You can probably tell my mind is wandering, but FII has that effect on you. A combination of early-morning starts, Riyadh rush-hour driving and Ritz Carlton security — followed by the zappy mind blast that is the FII experience — tend to make your train of thought a bit random. So, in an effort to bring some order, here is a list of my five top takeaways from FII 2019.
1. The IPO of Saudi Aramco was by far the hottest topic at the show. From the very first morning, when local media reported that a date had been set for the long-awaited share sale, the question I heard most over the three days was: Is it on? Virtually every financial panel had some line on the IPO, and it was the top dinner-table topic of conversation too. Over the past three years, the future of the Kingdom has become inexorably intertwined with the Aramco IPO. We should not have much longer to wait now.
2. Sustainability has come off the tick-box list and is now being taken seriously by the world’s big decision-makers. In 2017, at the first FII, concerns about climate change and the environment were paid lip-service, but you got the impression it was only to put a cross in the appropriate ESG box. In 2019, many speakers made sustainability the top items in their keynotes, including the Saudi energy minister Abdul Aziz bin Salman with his “circular carbon economy.” There is nothing so potent as an idea whose time has come.

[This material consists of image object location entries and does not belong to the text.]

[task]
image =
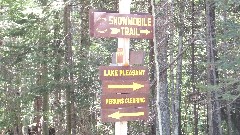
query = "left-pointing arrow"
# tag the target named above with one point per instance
(134, 86)
(118, 115)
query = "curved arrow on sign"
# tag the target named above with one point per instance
(134, 86)
(118, 115)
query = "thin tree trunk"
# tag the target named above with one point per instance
(160, 51)
(69, 63)
(195, 113)
(57, 76)
(152, 79)
(214, 119)
(177, 96)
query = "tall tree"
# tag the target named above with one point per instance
(160, 51)
(214, 115)
(69, 65)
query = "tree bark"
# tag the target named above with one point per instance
(160, 51)
(69, 63)
(214, 119)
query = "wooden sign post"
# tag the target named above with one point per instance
(124, 7)
(125, 86)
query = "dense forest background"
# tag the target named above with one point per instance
(49, 80)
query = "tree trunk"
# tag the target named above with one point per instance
(214, 119)
(152, 79)
(195, 113)
(69, 63)
(160, 51)
(177, 95)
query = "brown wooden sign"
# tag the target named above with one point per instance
(110, 101)
(123, 73)
(119, 55)
(125, 86)
(117, 25)
(125, 114)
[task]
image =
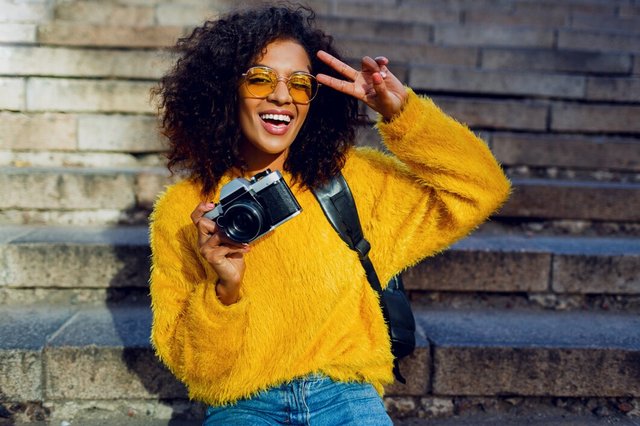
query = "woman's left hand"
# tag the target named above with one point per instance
(374, 85)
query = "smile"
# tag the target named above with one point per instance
(276, 118)
(275, 124)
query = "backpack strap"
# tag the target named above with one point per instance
(337, 202)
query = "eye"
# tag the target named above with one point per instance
(259, 79)
(301, 82)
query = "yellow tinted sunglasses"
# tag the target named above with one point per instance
(261, 81)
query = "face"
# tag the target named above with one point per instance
(270, 125)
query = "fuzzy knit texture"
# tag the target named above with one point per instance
(306, 305)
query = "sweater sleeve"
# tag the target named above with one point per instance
(441, 183)
(187, 314)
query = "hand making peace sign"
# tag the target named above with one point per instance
(374, 85)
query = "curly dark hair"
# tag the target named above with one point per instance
(199, 97)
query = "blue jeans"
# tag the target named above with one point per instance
(314, 400)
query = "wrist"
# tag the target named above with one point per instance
(227, 294)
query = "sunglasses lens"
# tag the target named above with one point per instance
(302, 87)
(260, 82)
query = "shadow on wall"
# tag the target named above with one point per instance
(151, 390)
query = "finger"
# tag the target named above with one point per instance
(206, 229)
(369, 65)
(200, 210)
(337, 65)
(219, 255)
(220, 238)
(382, 60)
(337, 84)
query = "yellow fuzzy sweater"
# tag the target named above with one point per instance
(306, 305)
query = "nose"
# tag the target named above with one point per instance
(281, 93)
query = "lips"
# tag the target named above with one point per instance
(276, 122)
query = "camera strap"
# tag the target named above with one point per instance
(337, 202)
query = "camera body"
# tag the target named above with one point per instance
(248, 209)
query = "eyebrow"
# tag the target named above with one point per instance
(267, 66)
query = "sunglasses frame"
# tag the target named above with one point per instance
(286, 80)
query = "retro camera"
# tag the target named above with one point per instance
(249, 209)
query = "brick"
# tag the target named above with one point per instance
(484, 35)
(496, 114)
(582, 21)
(535, 372)
(50, 94)
(567, 151)
(497, 352)
(20, 375)
(66, 189)
(37, 131)
(13, 93)
(603, 272)
(384, 30)
(69, 258)
(24, 332)
(149, 184)
(130, 133)
(417, 53)
(17, 33)
(65, 62)
(179, 15)
(400, 13)
(13, 11)
(105, 13)
(474, 265)
(368, 136)
(99, 160)
(560, 61)
(451, 79)
(515, 18)
(628, 11)
(590, 40)
(97, 217)
(617, 89)
(116, 340)
(557, 199)
(595, 118)
(68, 34)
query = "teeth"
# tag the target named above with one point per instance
(277, 117)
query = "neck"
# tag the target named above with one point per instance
(258, 161)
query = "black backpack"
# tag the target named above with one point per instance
(338, 205)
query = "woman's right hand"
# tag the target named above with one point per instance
(224, 255)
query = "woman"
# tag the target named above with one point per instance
(287, 329)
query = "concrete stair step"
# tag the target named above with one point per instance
(106, 264)
(125, 195)
(488, 353)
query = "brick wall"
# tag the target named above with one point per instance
(548, 83)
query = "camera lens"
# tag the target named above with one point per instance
(243, 221)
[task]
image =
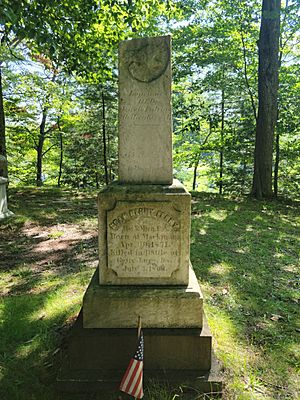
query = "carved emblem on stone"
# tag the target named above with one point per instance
(147, 60)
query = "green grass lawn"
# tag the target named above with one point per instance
(245, 254)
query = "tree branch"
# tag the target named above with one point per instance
(45, 152)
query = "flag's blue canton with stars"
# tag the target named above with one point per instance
(132, 382)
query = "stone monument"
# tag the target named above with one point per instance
(144, 246)
(4, 211)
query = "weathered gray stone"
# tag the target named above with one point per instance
(144, 233)
(145, 119)
(4, 211)
(158, 307)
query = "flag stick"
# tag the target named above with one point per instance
(139, 332)
(139, 326)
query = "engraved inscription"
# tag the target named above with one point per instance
(143, 110)
(143, 240)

3. The future will be smart, and automated. Aramco was the biggest single conversation topic, but more official time was taken up by technological innovation, artificial intelligence, robotics, digital infrastructure and the rest of the “smart” revolution. One of the mind-boggling facts on offer was that Saudi Arabia has the second-highest level of per capital spend on technology, only behind gadget-crazy Japan. Pepper the robot was only the tip of an iceberg of automated floor cleaners, autonomous cars and more apps than you could imagine existed.
4. It’s still the people that make FII a success. One of the great pleasures of walking the hangar-like halls and corridors of the Ritz Carlton complex is the random meeting. You’re having a quick nicotine fix on the terrace and find yourself beside Masayoshi Son of SoftBank (there purely to get some air and escape the frigid air-conditioning). It’s disconcerting, to say the least. Some of the best meetings begin this way. I randomly bumped into British businesswoman Amanda Staveley, for example, and heard intriguing whispers of big deals ahead the football world. A few candid minutes with former White House communications director Anthony Scaramucci produced some unprintable anecdotes and a firm conviction that Donald Trump would not be president again.
5. There are some serious choices to be made about FII 2020. After a successful third event in which it has established itself as the premier thought-leadership event in the Middle East — living up to the “Davos in the Desert” sobriquet — in 2020 FII will find itself with come serious competition. Next November, the Kingdom will host the G20 gathering of world leaders, perhaps the ultimate event in the global forum space. Is Riyadh big enough for both of them within a few weeks of each other? We shall see.